妹の方が聖女に相応しいと国を追い出されましたが、隣国の王太子に見初められました。今更戻って来て欲しいなどと言われても困ります。
「頃合いを見て相談しようと思っていたのだが、エルムルナ殿が先に言ってしまったか……まあ、無理もないことか。彼女は、随分と長い間聖女をされている……」
「そうですよね……」
 
 エルムルナ様は、二度も聖女をすることになった。そんな彼女にとって、後継者というのはとてもありがたい存在なのかもしれない。
 私としても、できれば彼女を休ませてあげたいと思っている。聖女の仕事は、激務だ。体力的にも、エルムルナ様は限界も近いだろう。

「それで、フェルーナ殿はその話を受けるつもりなのか?」
「……はい。そのつもりです」
「そうか。それはよかった。俺も、安心できる」

 私の言葉に、アグナヴァン様は笑顔を見せてくれた。
 彼は、次期国王とされている。そんな彼にとっても、聖女の問題というものは非常に頭を悩ませていたものなのだろう。その安堵の表情からは、それが伝わってくる。

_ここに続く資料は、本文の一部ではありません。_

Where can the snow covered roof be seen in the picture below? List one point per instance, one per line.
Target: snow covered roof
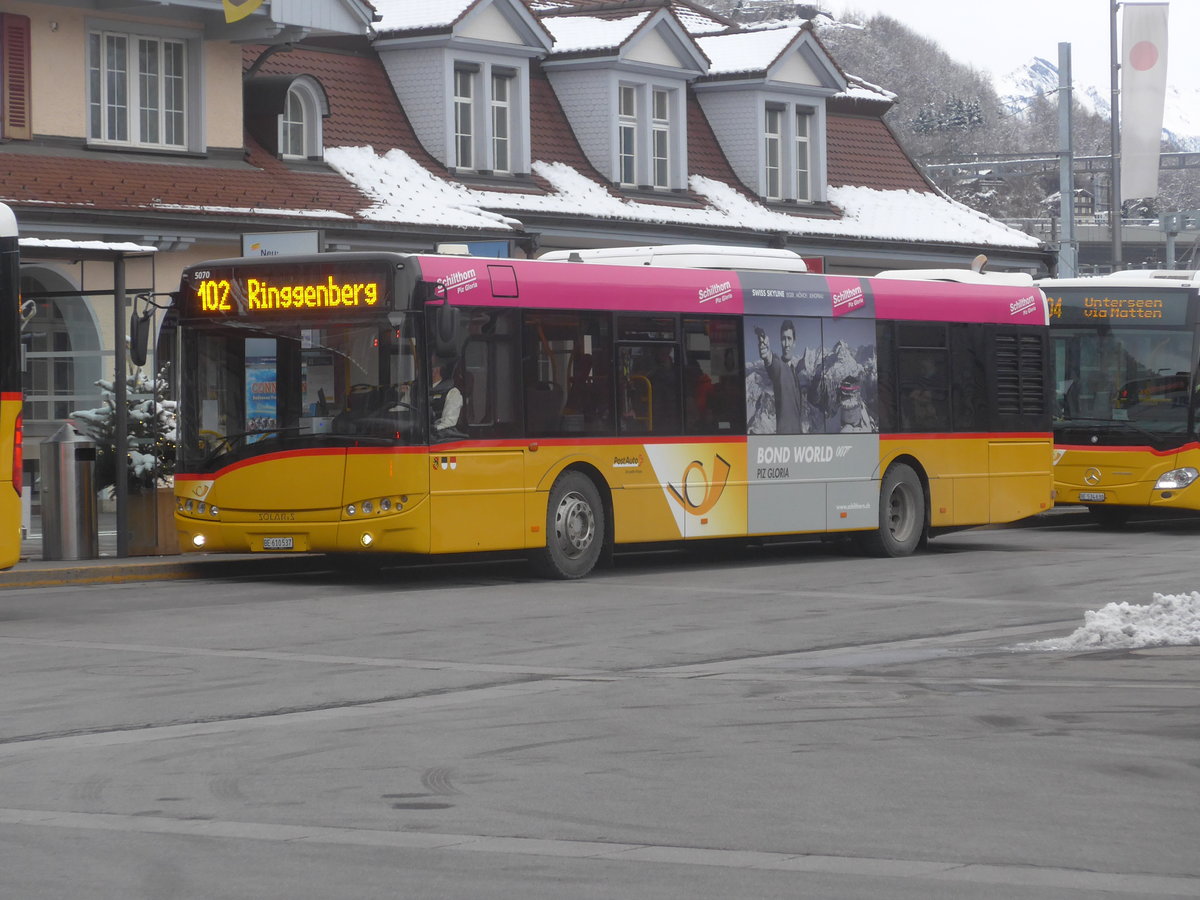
(748, 51)
(97, 246)
(403, 191)
(586, 33)
(411, 15)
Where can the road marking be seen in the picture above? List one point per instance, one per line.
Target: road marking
(287, 657)
(645, 853)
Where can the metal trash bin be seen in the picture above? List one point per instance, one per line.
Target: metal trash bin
(70, 523)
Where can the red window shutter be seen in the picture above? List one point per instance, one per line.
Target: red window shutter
(15, 52)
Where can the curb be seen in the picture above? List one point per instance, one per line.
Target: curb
(37, 574)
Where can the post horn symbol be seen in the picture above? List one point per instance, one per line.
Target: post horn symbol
(238, 10)
(713, 487)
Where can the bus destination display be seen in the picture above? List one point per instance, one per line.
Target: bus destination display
(312, 291)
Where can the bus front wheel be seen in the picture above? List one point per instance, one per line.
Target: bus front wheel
(575, 528)
(901, 515)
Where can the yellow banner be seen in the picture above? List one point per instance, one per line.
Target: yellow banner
(238, 10)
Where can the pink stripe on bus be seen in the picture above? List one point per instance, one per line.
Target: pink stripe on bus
(585, 286)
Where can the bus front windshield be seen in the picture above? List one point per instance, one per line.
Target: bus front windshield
(251, 391)
(1123, 379)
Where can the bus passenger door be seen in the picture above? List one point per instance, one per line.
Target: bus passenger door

「でも、聖女に就任するにしても、私の無実が証明されなければ、話にならないかもしれませんね……」
「ああ、それはその通りだ。もっとも、それは近い内に証明されるだろう。ドルマニア王国は、今大変なようだからな」
「そうですね……」

 私は、アグナヴァン様の言葉に頷いた。
 ドルマニア王国は、現在大変なことになっている。少し悲しいことではあるが、それによって私の無実は証明されるのだ。